The mechanics for trading "Will any AI model reach ___ Overall Arena Score by December 31?" are the same as any other PolyGram event contract. Each YES share resolves to $1 if the event happens, or $0 if it doesn't. The current price between 0¢ and 100¢ is the market's probability estimate, set live by the order book.
$89K in lifetime turnover and $11K of resting liquidity puts this market in the above the median by volume for tech contracts on PolyGram. Order-book depth is modest — expect a couple of cents of slippage on $1k+ trades.
Last 24 hours alone saw $44 in turnover, consistent with the market's lifetime daily-average pace.
The market has been open for 4 months — the price has had time to stabilise as new information arrived.
Higher-volume markets tend to have tighter spreads and faster price discovery — meaning the displayed YES/NO percentages are more likely to reflect the true crowd-implied probability rather than a single trader's directional view.
Resolution is handled by the UMA optimistic oracle on Polygon. A proposer submits the outcome, a 2-hour dispute window opens, and if uncontested the payout is final. Contested outcomes escalate to UMA token holders.
This prediction market is scheduled to close on 31 December 2026. After the resolving event occurs, settlement typically clears within 24 hours once the UMA optimistic oracle confirms the outcome.
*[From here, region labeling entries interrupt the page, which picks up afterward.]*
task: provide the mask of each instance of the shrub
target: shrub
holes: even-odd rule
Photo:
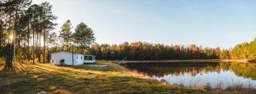
[[[64,62],[65,62],[65,60],[64,59],[61,59],[61,61],[59,61],[59,63],[61,64],[61,65],[63,65],[65,64]]]

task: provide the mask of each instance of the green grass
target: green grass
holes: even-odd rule
[[[107,61],[105,67],[17,64],[16,72],[0,72],[0,93],[213,93],[169,85]],[[221,91],[219,93],[234,93]],[[237,93],[237,92],[236,92]]]

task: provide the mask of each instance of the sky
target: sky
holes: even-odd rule
[[[227,49],[256,37],[255,0],[33,0],[48,2],[60,30],[81,22],[99,44],[191,44]]]

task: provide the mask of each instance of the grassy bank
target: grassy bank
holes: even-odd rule
[[[0,72],[0,93],[241,93],[169,85],[110,62],[98,65],[108,66],[18,63],[15,72]]]
[[[256,59],[189,59],[189,60],[153,60],[153,61],[111,61],[117,63],[150,63],[150,62],[256,62]]]

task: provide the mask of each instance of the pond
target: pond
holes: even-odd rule
[[[120,64],[158,81],[185,87],[208,86],[256,87],[256,63],[239,62],[170,62]]]

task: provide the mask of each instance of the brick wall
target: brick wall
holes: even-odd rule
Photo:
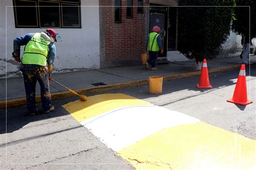
[[[137,1],[132,5],[137,6]],[[149,5],[149,0],[143,5]],[[100,0],[100,6],[113,6],[114,0]],[[121,0],[122,6],[126,5]],[[126,8],[121,7],[121,23],[114,23],[114,7],[100,7],[100,67],[111,67],[141,64],[140,54],[145,50],[148,31],[148,8],[138,13],[132,7],[132,18],[126,18]],[[146,35],[146,36],[145,36]]]

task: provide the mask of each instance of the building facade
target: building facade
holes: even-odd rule
[[[11,57],[14,39],[48,28],[58,33],[56,73],[141,64],[153,25],[164,38],[159,62],[186,60],[177,51],[177,5],[176,0],[2,0],[0,78],[22,75]],[[219,57],[239,56],[240,39],[231,32]]]

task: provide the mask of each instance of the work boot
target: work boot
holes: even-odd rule
[[[49,110],[48,110],[48,111],[43,111],[43,113],[49,113],[53,111],[54,111],[54,110],[55,109],[55,107],[54,107],[54,106],[51,106],[51,107],[50,107]]]

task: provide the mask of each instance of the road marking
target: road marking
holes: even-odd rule
[[[63,106],[137,169],[254,169],[255,140],[123,94]]]
[[[78,100],[63,105],[78,121],[123,107],[153,105],[152,104],[124,94],[104,94],[87,97],[86,101]]]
All payouts are in USDC on the Polygon network.
To trade on this prediction market, create a free PolyGram account at polygram.ink, deposit USDC via Polygon, and place a YES or NO order on the outcome you believe in. You can learn more on our how-it-works page. Your maximum loss is limited to your stake — there is no leverage or margin.
When the outcome is determined, winning YES shares pay out $1.00 each in USDC, while losing shares pay $0. Settlement is handled by the UMA optimistic oracle on Polygon — a proposer submits the result, a two-hour dispute window opens, and if uncontested, payouts are distributed automatically. You can withdraw your winnings to any Polygon wallet.
Prediction-market positions can lose 100% of staked capital. Outcomes are uncertain by definition — historical accuracy of crowd-implied probabilities is high in aggregate but not for any single market. PolyGram does not provide investment advice. Trade only with capital you can afford to lose.
Regulatory status varies by jurisdiction. Germany, the United States, and most EU countries treat Polymarket-style event contracts under one of three frameworks: financial derivative, gambling product, or unregulated novel asset. Consult local counsel before trading.